We can now launch training using a set of sane hyper-parameters for our model. This is a 3-gram FFLM since the context size is set to 2. On a Colab GPU, a single epoch should take around 1 minute.

In [None]:
# Set the seed for reproducible results
fix_seed(30494)

fflm_model = FFLM(
    len(vocab),       # vocabulary size
    emb_dim=128,      # word embedding dim
    hid_dim=128,      # hidden layer dim
    context_size=2,   # C = (N-1) if you think in n-gram LM terminology
    dropout=0.4,      # dropout probability
)

# move to device
fflm_model.to(DEVICE)

# Initial learning rate for the optimizer
FFLM_INIT_LR = 0.001

# Create the optimizer
fflm_optimizer = torch.optim.Adam(fflm_model.parameters(), lr=FFLM_INIT_LR)
print(fflm_model)

print('Starting training!')
# NOTE: If you happen to have memory errors, try decreasing the batch size
# It will print progress every 1000 batches
fflm_model.train_model(fflm_optimizer, train, valid, test, n_epochs=5, batch_size=256, shuffle=True)

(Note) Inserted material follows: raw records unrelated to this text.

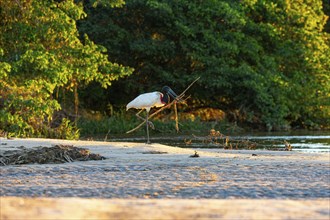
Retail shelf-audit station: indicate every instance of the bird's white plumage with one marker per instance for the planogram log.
(146, 101)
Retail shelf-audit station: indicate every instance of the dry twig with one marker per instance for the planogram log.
(177, 99)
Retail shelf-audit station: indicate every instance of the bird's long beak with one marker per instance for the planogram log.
(172, 93)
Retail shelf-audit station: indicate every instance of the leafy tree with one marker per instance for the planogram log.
(263, 62)
(40, 51)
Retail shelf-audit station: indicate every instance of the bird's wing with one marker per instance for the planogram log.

**Q: If everything goes well, you should see a loss of around ~10.4 printed as the first loss. This will still be the case if you change the random seed to some other number before model construction i.e. the culprit is not the exact values that they take. Can you come up with a simple mathematical formula which yields that value?**

In [None]:
##########################
# Answer to question above
##########################
print("<TODO: put the formula here which computes the value>")

### Exercises

With the default settings above, you should end up with a validation perplexity of $\sim257$ and a final test set perplexity of $\sim238$ at the end of 5th epoch. Now here are some exercises that you can proceed with:

---

**Q: Remove the `tanh()` non-linearity from the code so that the context is computed as a linear combination of its embeddings. How does the results compare to the initial one? Do you think non-linearity helps?**

**Q: Compare the results by rerunning the training with unshuffled batches i.e. with `shuffle=False`. What do you notice in terms of results?**

**Q: Play with hyper-parameters related to dimensions and dropout. Could you find a model with smaller perplexity?**

**Q: Try with different context sizes such as 3, 5, 7, etc. What is the best perplexity you can get?**

## Recurrent Language Models (RNNLM)

It is now time to switch to more complex LMs, basically the recurrent ones which have access to large context windows. 

### Model definition

You will notice that apart from the `train_model()` and `get_batches()` methods, the remaining parts look similar to `FFLM`. Take your time to compare both models. Read `get_batches()` thoroughly as preparing the batches and chunking into further fragments for BPTT is pretty interesting and may be unintuitive at first look.

---

**Q: Follow the comments in the `RNNLM` class to fill in the missing parts with some actual code. You will come back here when you reach the question regarding the support for LSTM. So, skip LSTM-related TODO's for now.**

In [None]:
class RNNLM(nn.Module):
  """RNN-based LM module."""
  def __init__(self, vocab_size, emb_dim, hid_dim, rnn_type='RNN',
               n_layers=1, dropout=0.5, clip_gradient_norm=1.0,
               bptt_steps=35):
    # Call parent's __init__ first
    super(RNNLM, self).__init__()
    
    # Store arguments
    self.vocab_size = vocab_size
    self.emb_dim = emb_dim
    self.hid_dim = hid_dim
    self.clip_gradient_norm = clip_gradient_norm
    self.bptt_steps = bptt_steps
    self.n_layers = n_layers
    self.rnn_type = rnn_type.upper()

    # This will be used to store the detached histories for truncated BPTT
    self.prev_histories = None
  
    # Create the loss, don't sum or average, we'll take care of it
    # in the training loop for logging purposes
    self.loss = nn.CrossEntropyLoss(reduction='none')
    
    # Create the dropout
    self.drop = nn.Dropout(p=dropout)
    
    # Create the embedding layer as usual
    self.emb = nn.Embedding(
      num_embeddings=self.vocab_size, embedding_dim=self.emb_dim,
      padding_idx=0)
    
    # Create the RNN layer
    if self.rnn_type == 'RNN':
      self.rnn = nn.RNN( 
          input_size=self.emb_dim, hidden_size=self.hid_dim,
          num_layers=self.n_layers, nonlinearity='tanh')
    elif self.rnn_type == 'GRU':
      self.rnn = nn.GRU(
          input_size=self.emb_dim, hidden_size=self.hid_dim,
          num_layers=self.n_layers)
    elif self.rnn_type == 'LSTM':
      #####################################
      # Q: Fill in to create the LSTM layer
      #####################################
      self.rnn = "<TODO>"
   
    # Create the output layer: maps the hidden state of the RNN to vocabulary
    self.out = nn.Linear(self.hid_dim, self.vocab_size)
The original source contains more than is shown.